2月、河津桜の季節だ。濃いピンク色の花を咲かせる河津桜は、まだ寒い季節にいち早く春の訪れを告げる、早咲きのサクラだ。静岡県河津町にこのサクラの原木があることから、地名を取って「河津桜」と名付けられている。
河津町では町内のあちこちで河津桜が見られ、なかでも町内を流れる河津川沿いの桜並木は壮観だ。サクラの足元には菜の花畑もしつらえられ、色鮮やかな花風景を楽しめる。例年見頃の時期に合わせて河津桜まつりが開催され、多くの観光客で賑わっている。
この時期に歩きたいのが、伊豆急行河津駅の東北方向に位置する河津城山。
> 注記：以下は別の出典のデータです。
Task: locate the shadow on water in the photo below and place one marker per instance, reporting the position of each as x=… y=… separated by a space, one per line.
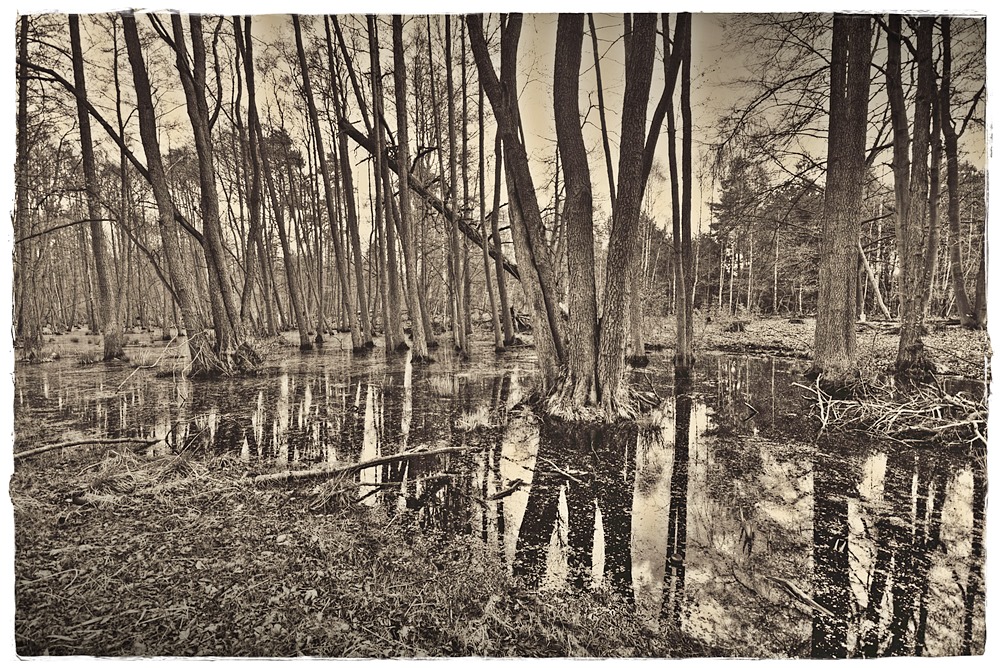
x=721 y=514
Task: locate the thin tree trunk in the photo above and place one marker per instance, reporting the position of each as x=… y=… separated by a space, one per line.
x=360 y=340
x=873 y=281
x=498 y=344
x=110 y=321
x=965 y=313
x=458 y=263
x=508 y=325
x=621 y=246
x=836 y=339
x=406 y=223
x=579 y=388
x=202 y=358
x=229 y=337
x=394 y=327
x=910 y=176
x=601 y=112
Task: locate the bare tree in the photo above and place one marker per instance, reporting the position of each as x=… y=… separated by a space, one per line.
x=835 y=342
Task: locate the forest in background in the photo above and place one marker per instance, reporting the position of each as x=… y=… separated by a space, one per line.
x=202 y=174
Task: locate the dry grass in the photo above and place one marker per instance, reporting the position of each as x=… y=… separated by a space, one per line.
x=121 y=555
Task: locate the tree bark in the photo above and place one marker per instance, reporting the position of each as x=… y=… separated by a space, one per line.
x=406 y=223
x=537 y=276
x=965 y=312
x=360 y=339
x=202 y=357
x=836 y=339
x=579 y=386
x=229 y=335
x=611 y=368
x=910 y=183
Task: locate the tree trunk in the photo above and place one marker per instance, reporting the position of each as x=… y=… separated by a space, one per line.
x=498 y=344
x=360 y=340
x=621 y=247
x=910 y=183
x=601 y=111
x=457 y=257
x=110 y=321
x=383 y=185
x=836 y=339
x=537 y=277
x=406 y=223
x=202 y=357
x=579 y=385
x=965 y=313
x=230 y=346
x=508 y=325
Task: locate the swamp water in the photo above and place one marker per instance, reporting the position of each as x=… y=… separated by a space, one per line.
x=722 y=513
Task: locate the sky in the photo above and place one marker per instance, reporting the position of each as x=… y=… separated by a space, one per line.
x=538 y=126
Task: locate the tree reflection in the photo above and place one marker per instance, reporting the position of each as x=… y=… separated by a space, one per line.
x=594 y=466
x=674 y=570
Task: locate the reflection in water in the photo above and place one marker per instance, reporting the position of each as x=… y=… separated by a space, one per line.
x=582 y=471
x=721 y=516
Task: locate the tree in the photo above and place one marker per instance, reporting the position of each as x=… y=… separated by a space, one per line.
x=360 y=338
x=110 y=323
x=835 y=354
x=579 y=387
x=910 y=182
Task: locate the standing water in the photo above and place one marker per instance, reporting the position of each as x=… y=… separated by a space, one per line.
x=722 y=513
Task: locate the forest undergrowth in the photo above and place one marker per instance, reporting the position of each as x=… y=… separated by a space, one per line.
x=121 y=555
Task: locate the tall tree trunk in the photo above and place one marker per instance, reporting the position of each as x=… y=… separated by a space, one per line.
x=202 y=357
x=836 y=339
x=534 y=267
x=406 y=223
x=910 y=182
x=229 y=336
x=601 y=111
x=28 y=326
x=965 y=312
x=457 y=257
x=260 y=161
x=579 y=386
x=360 y=338
x=625 y=224
x=110 y=321
x=394 y=327
x=498 y=344
x=508 y=325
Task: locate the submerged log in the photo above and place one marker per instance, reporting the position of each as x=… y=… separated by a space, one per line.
x=86 y=441
x=306 y=474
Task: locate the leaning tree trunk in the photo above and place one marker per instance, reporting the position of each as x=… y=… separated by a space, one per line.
x=910 y=183
x=360 y=340
x=261 y=162
x=406 y=223
x=202 y=356
x=457 y=257
x=230 y=344
x=611 y=367
x=537 y=276
x=965 y=312
x=579 y=385
x=110 y=321
x=836 y=339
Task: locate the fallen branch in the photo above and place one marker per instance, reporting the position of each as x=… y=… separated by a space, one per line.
x=86 y=441
x=305 y=474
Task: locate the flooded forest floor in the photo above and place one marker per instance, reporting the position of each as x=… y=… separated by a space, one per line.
x=141 y=550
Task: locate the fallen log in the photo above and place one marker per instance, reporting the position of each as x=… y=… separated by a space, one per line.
x=305 y=474
x=86 y=441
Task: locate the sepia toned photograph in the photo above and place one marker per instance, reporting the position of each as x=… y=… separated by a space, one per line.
x=498 y=334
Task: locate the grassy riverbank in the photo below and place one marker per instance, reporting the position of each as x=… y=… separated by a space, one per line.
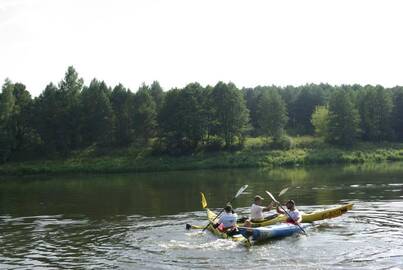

標高181メートルの低山ではあるが、山頂からは河津の町並みや河津川が眺められ、川沿いがピンク色に染まっているのも見渡せるだろう。海の眺めもよく、天気に恵まれれば伊豆大島まで臨める。河津駅から40分程度で山頂に立てる手軽さも魅力だ。
一昨年、2月半ばに河津町を訪れた。天気がよく、やや肌寒いなかをのんびり歩いて河津城山の山頂を目指した。戦国時代にはこの山頂に河津城が築かれていたそうで、今も登山道の途中には石垣や石畳が少し残っている。おだやかな顔の石仏も見つけてほっこりする。最後にひと登りで山頂に到着。山頂にも河津桜の大木があり、花を咲かせていた。すぐそばにベンチとテーブルがあり、地元の方らしきグループが楽しそうに語らっていた。きっといつもこの時期に来ているんだろうなあ…。